Peter talen’s death in a fire brought light to the important issue of students and fire safety

When UW-L theatre Associate Professor Mary Leonard approached Jim Jorstad, ’78, to create a documentary about theatre performance major Peter Talen, Jorstad had no idea the impact the project would have. Talen was killed in a Madison apartment fire in November 2007 when visiting his brother. Later it was discovered none of the smoke detectors was working.

peter's story

UW-L student Peter Talen, below, from Plymouth, died Nov. 18, 2007, in a fire while visiting his brother in Madison. The death might have been prevented with working smoke detectors.

Leonard and Jorstad traveled to Madison to interview Talen’s brother, Andy, and several students involved in the fire.“I remember how gripping the initial interviews were,” recalls Jorstad.

The stories of how the fire started and how it impacted lives motivated Jorstad to drive to UW-Stevens Point one weekend to check on his daughter’s college apartment for working smoke detectors. Although Jorstad’s daughter, Jena, reacted to Jorstad as being a typical overly protective parent, none of her detectors were working. One of her roommates had recently removed the battery after burning a pizza. “It was then that I knew I had to get this project completed,” Jorstad explains.

Leonard and Jorstad obtained funding from the UW-L Foundation and the Theatre Department. Professor Emeritus Ron Rada and Dan Sweetman, in UW-L’s Environmental Health and Safety Department, obtained additional funding from UW System and the project was off and running.

“Involvement in its production shows we can make a difference,” says Jorstad, director of UW-L’s Academic Technology Department. With today’s technology, the video is being seen worldwide. “The impact of the video is dramatic and it affects positive change,” notes Jorstad. “It will leave a lasting impression,” he says.

“Peter’s Story” talks about who Talen was and his impact on those around him. The story is told by people who knew him best — family, friends, teachers and students. And it illustrates what can happen when we forget about something as simple as a smoke detector.

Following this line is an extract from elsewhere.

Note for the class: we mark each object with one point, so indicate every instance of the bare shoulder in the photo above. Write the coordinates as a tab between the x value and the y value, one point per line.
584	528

Kelly Shattuck, a friend of Talen who survived the fire, uses the video in elementary education classes she teaches. She says kids are “simply stunned” when they see the story and quickly learn the importance of smoke detectors.

Jorstad has received e-mails from across the country telling him how emotional and powerful “Peter’s Story” is. He encourages faculty, staff, students and parents to watch it. “It will leave a lasting impression,” he says.

View the video at

  • Because of Talen’s death, a smoke detector ordinance in his name was passed in Madison in March 2009.
  • UW-L’s Theatre Arts Department and the Talen family have created a memorial scholarship in Peter’s name. The Peter J. Talen Scholarship — — will help fund a first-year theatre major at UW-L.